In 1895 attorney George B. Selden received a patent for a "road-carriage" he designed but didn't construct. The Selden patent covered all rudimentary gasoline-powered vehicles built since 1879 and manufactured, sold, or used in the United States during a 17-year span. His collaborators, the Association of Licensed Automobile Manufacturers, awarded licenses and collected royalties on automobiles made by other manufacturers until 1903, when the patent was challenged by a coalition of automakers headed by Henry Ford. Historian Goldstone (
Birdmen) argues that Selden was a visionary, one of the first Americans to apply a nascent technology—the internal combustion engine—to a vehicle, and that had Selden acquired the necessary funding and political connections, he almost certainly would have become a preeminent auto magnate.
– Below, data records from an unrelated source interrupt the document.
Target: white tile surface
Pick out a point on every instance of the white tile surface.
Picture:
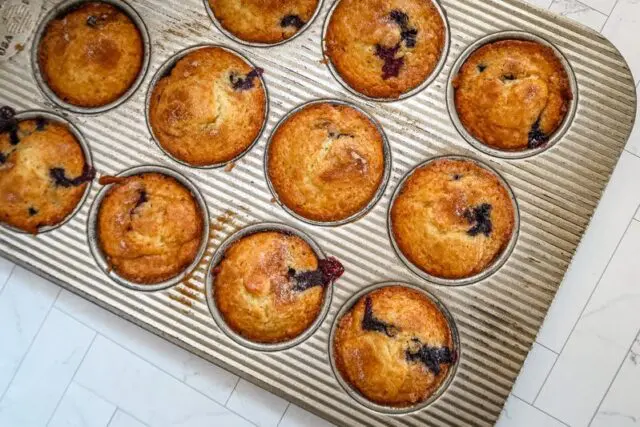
(46, 372)
(533, 373)
(205, 377)
(122, 419)
(617, 207)
(146, 392)
(259, 406)
(24, 303)
(622, 30)
(579, 12)
(517, 413)
(600, 341)
(295, 416)
(621, 406)
(82, 408)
Goldstone outlines Ford's eventual legal victory over Selden in 1911; this revisionist work insists that Ford's genius was not inventor but rather as a corporate manager, publicist, and an adapter to the demands of the marketplace. He concludes, "men such as Henry Ford will always be patrolling the fringes eager to convert ideas to cash. And it is that alchemy…that defines the process we call innovation."
VERDICT A splendid dissection of the Selden/Ford patent face-off and its place in automotive historiography, this work will be enjoyed by business, legal, transportation, social, and intellectual historians; general readers; and all libraries.